To this date, I have tried to employ to the best of my ability asset allocation, diversification, and cost averaging to grow my portfolio. My portfolio is predominantly invested through a 401 K program at work. Over the last 13 years I have experienced two market crashes in 2002 and 2008, and after this last market crash I consider myself lucky to have seen my portfolio return to cost basis. In both cases, I failed to sell when the market fell, but increased my contributions during these periods. I have always been afraid to sell because I did not have a tool that would indicate when to buy and sell. However, after dismal results, I decided that I need a better investing strategy. I still intend to employ asset allocation, cost averaging, and diversification, but I am going to add a buy and sell strategy to this equation. However, buying and selling (exchanging) within a 401K portfolio offers the following unique challenges:
- Frequency of permitted exchanges is restrictive
- Mutual funds trade only at the close of the trading day
- Fund managers can hold trades up to 7 days from the day a trade was requested
The strategy of this method is relatively simple. Most funds contain a money market fund. The idea is to use the money market fund as an exchange to a cash (or short position) when a sell signal is generated and to exhcange from the money market fund when a buy signal is generated. The percent allocation can be determined based on bearish or bullish market conditions and an individuals aversion to risk. This is not a new concept, but in conjunction with the "oracole" formula I believe that this will improve the chances of a portfolio to avoid significant losses and capitalize on possible gains.

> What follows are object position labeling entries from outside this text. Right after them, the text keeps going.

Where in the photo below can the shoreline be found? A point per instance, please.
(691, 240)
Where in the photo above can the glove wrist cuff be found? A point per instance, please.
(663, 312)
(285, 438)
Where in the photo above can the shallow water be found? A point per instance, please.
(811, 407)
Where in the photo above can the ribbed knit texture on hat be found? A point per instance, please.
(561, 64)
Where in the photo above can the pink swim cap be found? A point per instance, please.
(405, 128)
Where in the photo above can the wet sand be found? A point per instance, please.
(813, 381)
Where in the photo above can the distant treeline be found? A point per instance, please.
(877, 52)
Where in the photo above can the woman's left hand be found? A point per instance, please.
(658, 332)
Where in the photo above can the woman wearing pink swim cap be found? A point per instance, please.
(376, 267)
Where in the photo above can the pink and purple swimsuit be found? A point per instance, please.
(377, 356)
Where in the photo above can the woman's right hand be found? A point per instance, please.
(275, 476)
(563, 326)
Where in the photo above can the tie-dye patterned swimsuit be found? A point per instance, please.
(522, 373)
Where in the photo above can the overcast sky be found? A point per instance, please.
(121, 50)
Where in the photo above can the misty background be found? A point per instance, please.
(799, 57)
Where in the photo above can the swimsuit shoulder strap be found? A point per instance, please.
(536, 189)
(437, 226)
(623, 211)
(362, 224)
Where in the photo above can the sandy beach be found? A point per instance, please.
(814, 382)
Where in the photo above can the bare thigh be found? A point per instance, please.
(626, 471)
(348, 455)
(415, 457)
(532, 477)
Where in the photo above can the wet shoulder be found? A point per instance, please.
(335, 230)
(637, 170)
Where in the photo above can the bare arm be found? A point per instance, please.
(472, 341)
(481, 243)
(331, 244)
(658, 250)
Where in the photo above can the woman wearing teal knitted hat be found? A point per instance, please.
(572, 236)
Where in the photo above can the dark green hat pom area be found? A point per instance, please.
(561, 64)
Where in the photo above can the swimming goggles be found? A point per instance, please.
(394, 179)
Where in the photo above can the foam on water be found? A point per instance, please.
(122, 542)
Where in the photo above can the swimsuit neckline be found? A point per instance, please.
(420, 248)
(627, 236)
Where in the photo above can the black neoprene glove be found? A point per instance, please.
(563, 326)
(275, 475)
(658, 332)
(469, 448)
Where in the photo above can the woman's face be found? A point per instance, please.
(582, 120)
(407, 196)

The primary goal of the "oracole" formula is to provide the average long term investor with a simple tool that can help them avoid the pitfalls of emotional trading. Emotional trading often cause even seasoned investors to buy into a rising market too late or miss a selling opportunity that would prevent significant losses in ones portfolio. Applying the "oracole" formula does not mean that an investor will never realize a loss, but it is designed to minimize those losses. However, with this tool an investor should never experience significant losses as can be experienced during major market crashes.